La procura ha annunciato ricorso in appello, dopo che saranno rese note le motivazioni della sentenza. Immediate sono arrivate le reazioni delle associazioni per i diritti delle donne. In questo caso però sono prima di tutto le parole a dover essere comprese e dosate: delirio di gelosia, non è il cinematografico dramma della gelosia che finisce con i particolari in cronaca.
«Un caso come questo non può essere trattato come un femminicidio banalizzato o come un ritorno al delitto d’onore», spiega Vera Cuzzorea, psicologa giuridica e psicoterapeuta Consigliera dell’Ordine degli Psicologi del Lazio, «Stiamo parlando di un paziente presumibilmente psichiatrico come emergerebbe da due perizie, una della difesa e una della procura».

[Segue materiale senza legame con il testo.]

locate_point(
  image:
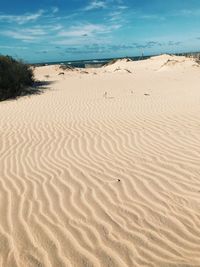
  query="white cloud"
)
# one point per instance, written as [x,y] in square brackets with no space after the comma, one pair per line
[55,9]
[22,19]
[95,4]
[88,30]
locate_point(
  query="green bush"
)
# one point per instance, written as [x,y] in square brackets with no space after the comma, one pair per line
[14,77]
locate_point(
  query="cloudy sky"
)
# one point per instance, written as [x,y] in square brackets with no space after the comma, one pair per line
[54,30]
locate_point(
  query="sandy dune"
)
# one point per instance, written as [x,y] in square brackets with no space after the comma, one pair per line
[95,179]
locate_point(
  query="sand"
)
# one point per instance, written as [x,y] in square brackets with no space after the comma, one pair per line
[103,168]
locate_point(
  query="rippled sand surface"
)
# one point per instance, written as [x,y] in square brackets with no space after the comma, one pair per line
[103,168]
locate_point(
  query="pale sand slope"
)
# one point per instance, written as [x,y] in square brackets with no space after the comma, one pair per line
[62,152]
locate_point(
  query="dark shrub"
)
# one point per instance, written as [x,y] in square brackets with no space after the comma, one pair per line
[14,77]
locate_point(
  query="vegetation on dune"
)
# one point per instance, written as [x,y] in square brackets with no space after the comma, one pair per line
[15,76]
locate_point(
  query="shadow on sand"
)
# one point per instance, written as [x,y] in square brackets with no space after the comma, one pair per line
[37,88]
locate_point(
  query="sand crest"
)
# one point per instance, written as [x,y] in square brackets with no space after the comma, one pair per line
[95,179]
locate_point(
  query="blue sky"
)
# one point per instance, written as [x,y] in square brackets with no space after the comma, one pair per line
[54,30]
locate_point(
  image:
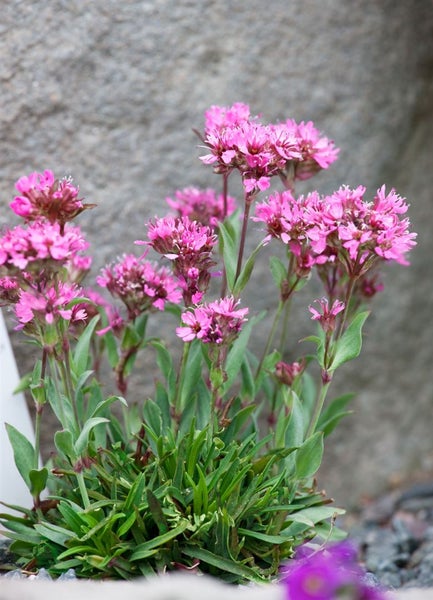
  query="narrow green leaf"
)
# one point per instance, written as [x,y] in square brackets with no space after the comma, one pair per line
[309,456]
[142,549]
[228,248]
[64,443]
[247,269]
[38,480]
[82,349]
[237,352]
[83,438]
[278,270]
[24,453]
[225,564]
[263,537]
[333,413]
[55,533]
[350,343]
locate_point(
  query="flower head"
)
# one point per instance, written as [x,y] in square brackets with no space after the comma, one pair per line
[49,305]
[326,574]
[316,152]
[188,245]
[43,196]
[238,141]
[40,245]
[218,322]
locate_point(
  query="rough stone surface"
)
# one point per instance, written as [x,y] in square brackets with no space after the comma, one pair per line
[109,91]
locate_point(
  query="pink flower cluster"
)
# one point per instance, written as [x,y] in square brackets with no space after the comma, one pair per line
[43,196]
[53,303]
[318,229]
[326,315]
[218,322]
[327,574]
[189,246]
[238,141]
[204,206]
[29,247]
[41,262]
[140,285]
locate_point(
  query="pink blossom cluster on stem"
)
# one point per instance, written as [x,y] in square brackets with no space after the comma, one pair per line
[218,322]
[42,261]
[188,245]
[342,227]
[41,195]
[140,284]
[238,141]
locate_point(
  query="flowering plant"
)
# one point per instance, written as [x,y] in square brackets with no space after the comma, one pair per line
[215,469]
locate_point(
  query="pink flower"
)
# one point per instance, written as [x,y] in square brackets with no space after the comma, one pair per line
[286,373]
[40,244]
[42,196]
[9,291]
[139,284]
[327,574]
[204,206]
[326,315]
[216,323]
[49,305]
[237,141]
[317,152]
[218,117]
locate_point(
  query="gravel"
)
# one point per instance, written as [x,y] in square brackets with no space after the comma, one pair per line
[395,538]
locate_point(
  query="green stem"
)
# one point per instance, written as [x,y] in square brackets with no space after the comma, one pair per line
[179,381]
[83,490]
[69,392]
[38,418]
[285,326]
[248,201]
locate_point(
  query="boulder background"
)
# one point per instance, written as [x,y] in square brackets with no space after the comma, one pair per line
[108,92]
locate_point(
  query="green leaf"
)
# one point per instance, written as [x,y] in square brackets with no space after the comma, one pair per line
[247,269]
[333,414]
[350,343]
[228,248]
[224,564]
[263,537]
[142,550]
[192,373]
[104,404]
[165,364]
[238,350]
[309,456]
[278,270]
[82,349]
[55,533]
[24,453]
[83,438]
[294,435]
[152,416]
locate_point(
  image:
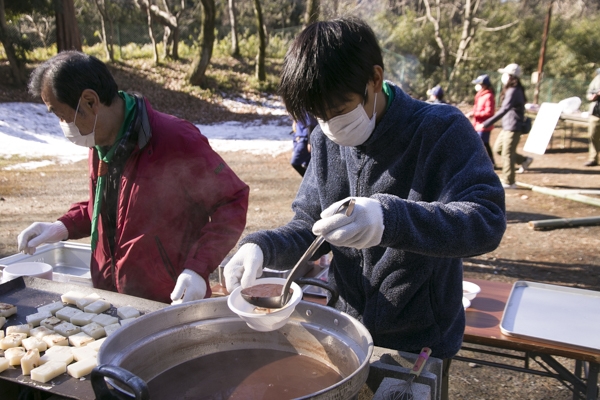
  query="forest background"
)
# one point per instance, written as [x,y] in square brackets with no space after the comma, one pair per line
[425,42]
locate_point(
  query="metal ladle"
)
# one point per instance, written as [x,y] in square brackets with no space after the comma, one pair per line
[280,301]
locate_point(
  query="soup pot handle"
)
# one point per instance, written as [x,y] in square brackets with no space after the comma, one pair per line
[331,288]
[133,382]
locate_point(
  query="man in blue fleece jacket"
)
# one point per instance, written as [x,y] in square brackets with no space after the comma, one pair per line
[426,194]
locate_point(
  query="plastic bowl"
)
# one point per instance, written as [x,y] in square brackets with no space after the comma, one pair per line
[36,269]
[470,290]
[261,321]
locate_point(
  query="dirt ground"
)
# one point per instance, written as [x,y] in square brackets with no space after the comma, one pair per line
[567,256]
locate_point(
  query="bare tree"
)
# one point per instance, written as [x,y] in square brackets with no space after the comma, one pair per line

Non solo un disturbo depressivo, ma anche un disturbo delirante, un «disturbo dello spettro psicotico che espone a una non consapevolezza» rispetto alla situazione. Secondo la psicologa si delinea, almeno per quanto è emerso dai dettagli resi noti, la non imputabilità dell’uomo. «In questa condizione viene meno la capacità di autodeterminarsi della persona» aggiunge Vera Cuzzocrea che specifica come il sottotipo del delirio in questo caso era la gelosia.
«Un delirio rientra all’interno di una dimensione psicopatologica e psichiatrica di cui non c’era consapevolezza, va certamente distanziato da concezioni antiche come quella del delitto d’onore» prosegue la psicoterapeuta. È una dimensione di malattia che appare chiara anche nel trasferimento, dell’uomo, attualmente in carcere, in una Rems, la residenza per l’esecuzione delle misure di sicurezza, dopo la sentenza.